Applicative functors as monoidal functors

Question

As mentioned in Hackage for Applicative Functors , they are strong lax monoidal functors. So why doesn't their definition in Haskell show it like so :

class Functor f => MonoidalApplicative f where
  mult :: f a -> f b -> f (a,b)
  unit :: a -> f a 

  starAp :: f (a -> b) -> f a -> f b
  starAp h x = fmap (uncurry ($)) (mult h x)

<*> (starAp) is easily reconstructed in terms of the multiplication and this definition looks simpler to me. For exemple, here is the Maybe instance :

instance MonoidalApplicative Maybe where
  mult (Just x) (Just y) = Just (x,y)
  mult _ _ = Nothing

  unit x = Just x

Answer 1

As it was mentioned in comments to your answer, there is similar story with join and >>= . When there're several semantically equivalent ways to define something it's better always to choose most efficient & pragmatic way. Haskell was designed to write code, not to prove things (though, somehow Haskell haven't still become very popular programming language unfortunately).

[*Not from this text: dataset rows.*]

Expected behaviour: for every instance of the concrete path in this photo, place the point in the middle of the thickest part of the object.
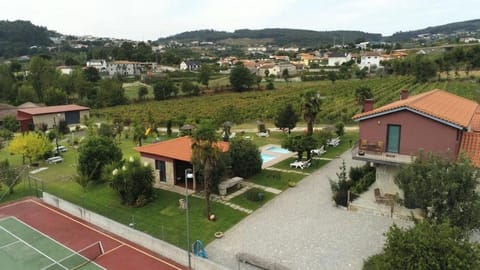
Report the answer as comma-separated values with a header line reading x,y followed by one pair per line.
x,y
301,229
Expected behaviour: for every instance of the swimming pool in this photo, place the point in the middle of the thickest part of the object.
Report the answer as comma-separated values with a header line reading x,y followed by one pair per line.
x,y
266,158
277,149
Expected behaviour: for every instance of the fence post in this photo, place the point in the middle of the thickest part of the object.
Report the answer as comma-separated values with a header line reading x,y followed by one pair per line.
x,y
348,199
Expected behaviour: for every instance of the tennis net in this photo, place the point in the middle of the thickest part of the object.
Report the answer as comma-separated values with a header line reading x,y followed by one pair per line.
x,y
79,258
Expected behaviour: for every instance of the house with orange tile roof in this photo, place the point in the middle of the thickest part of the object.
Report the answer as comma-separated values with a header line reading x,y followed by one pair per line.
x,y
435,122
33,117
170,159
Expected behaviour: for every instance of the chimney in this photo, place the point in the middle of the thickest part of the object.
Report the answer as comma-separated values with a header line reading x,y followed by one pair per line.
x,y
367,105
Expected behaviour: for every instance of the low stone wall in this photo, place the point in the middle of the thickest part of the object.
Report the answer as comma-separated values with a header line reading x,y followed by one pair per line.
x,y
161,247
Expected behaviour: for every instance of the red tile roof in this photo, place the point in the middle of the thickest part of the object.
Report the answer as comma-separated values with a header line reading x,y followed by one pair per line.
x,y
179,148
53,109
435,103
470,145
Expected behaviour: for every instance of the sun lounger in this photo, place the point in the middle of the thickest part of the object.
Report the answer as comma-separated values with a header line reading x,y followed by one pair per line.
x,y
333,142
295,164
318,152
305,164
54,160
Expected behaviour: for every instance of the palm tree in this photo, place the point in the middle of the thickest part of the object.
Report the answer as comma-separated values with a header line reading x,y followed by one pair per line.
x,y
205,155
310,108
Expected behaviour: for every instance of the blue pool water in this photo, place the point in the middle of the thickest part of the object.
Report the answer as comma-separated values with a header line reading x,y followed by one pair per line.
x,y
267,158
277,149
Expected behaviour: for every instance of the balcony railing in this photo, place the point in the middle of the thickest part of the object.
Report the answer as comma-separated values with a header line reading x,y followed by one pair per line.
x,y
380,156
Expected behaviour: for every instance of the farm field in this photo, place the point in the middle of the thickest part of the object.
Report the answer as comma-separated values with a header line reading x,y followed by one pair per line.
x,y
338,100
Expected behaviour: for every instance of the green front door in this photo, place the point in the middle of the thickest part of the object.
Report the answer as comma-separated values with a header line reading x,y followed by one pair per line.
x,y
393,138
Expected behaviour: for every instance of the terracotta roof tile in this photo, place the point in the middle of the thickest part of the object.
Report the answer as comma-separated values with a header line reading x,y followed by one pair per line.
x,y
179,148
470,145
436,103
53,109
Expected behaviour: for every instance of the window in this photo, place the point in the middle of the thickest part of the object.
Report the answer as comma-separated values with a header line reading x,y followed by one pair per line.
x,y
160,166
393,138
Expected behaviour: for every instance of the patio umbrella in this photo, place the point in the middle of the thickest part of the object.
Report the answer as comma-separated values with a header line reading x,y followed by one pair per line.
x,y
186,127
228,124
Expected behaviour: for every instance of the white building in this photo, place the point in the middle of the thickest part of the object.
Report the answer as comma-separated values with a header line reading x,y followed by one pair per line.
x,y
99,64
189,65
277,70
129,68
370,60
338,58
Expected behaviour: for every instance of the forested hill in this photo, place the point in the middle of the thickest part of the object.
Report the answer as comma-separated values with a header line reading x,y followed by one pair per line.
x,y
278,36
17,36
446,29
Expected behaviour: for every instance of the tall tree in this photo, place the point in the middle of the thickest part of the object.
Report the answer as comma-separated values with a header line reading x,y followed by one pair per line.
x,y
42,74
164,89
55,96
142,92
205,154
445,189
426,246
26,93
93,154
245,158
91,74
132,180
362,93
241,78
7,84
287,117
204,75
310,107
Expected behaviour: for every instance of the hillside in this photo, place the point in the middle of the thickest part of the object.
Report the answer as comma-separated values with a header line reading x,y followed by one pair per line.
x,y
278,36
472,26
16,37
338,101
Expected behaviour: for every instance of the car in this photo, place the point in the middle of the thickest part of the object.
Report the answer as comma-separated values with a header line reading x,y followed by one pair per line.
x,y
54,160
60,148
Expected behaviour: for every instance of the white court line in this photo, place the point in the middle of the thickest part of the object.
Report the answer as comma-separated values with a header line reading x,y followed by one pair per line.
x,y
9,244
44,235
32,247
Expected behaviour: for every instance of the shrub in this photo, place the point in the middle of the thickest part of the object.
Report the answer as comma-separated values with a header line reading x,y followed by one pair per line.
x,y
358,181
340,128
245,158
255,195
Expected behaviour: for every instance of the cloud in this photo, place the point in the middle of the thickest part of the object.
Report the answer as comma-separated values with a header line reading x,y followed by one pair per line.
x,y
150,19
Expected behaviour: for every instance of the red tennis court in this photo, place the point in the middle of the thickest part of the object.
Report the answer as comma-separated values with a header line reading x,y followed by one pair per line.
x,y
76,234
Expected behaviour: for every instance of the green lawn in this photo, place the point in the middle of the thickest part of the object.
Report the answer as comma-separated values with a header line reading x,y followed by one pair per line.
x,y
347,140
246,203
131,90
275,179
161,218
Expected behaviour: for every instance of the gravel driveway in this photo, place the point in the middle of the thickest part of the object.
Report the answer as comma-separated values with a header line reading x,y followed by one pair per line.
x,y
301,229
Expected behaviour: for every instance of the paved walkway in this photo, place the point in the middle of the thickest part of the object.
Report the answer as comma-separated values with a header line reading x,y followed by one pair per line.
x,y
246,186
301,229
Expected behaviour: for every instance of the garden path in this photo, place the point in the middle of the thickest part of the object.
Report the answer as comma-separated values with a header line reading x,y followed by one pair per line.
x,y
301,229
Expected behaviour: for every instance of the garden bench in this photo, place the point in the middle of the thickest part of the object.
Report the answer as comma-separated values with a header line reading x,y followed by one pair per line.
x,y
223,186
54,160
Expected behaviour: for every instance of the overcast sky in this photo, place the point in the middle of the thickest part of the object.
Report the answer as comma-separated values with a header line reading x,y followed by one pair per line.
x,y
151,19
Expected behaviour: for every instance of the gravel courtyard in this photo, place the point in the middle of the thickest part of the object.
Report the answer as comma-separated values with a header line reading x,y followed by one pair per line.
x,y
301,229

If starAp had default implementation almost nobody would implement it (just as it happens now with >> in Monad type class). But <*> is extremely useful operation. It is used in applicate & monadic parsers a lot ( megaparsec , attoparsec , optparse-applicative ) and I can't imagine my life w/o liftA* for joining things. And it is very important for this operation to be as efficient as possible. Implementing starAp as fmap (uncurry ($)) (mult hx) may bring hard times to inlining and optimizing things for compiler.

Moreover, representation of Applicative using mult and unit operations doesn't really solves any problems. Obviously, mult = liftA2 (,) . But your implementation with

mult (Just x) (Just y) = Just (x,y)

not fully correct. Because your implementation is not lazy enough. You will evaluate both cases when it may be enough to evaluate only one. So you still can mess up even with this simple function. Thus this representation is strictly worse.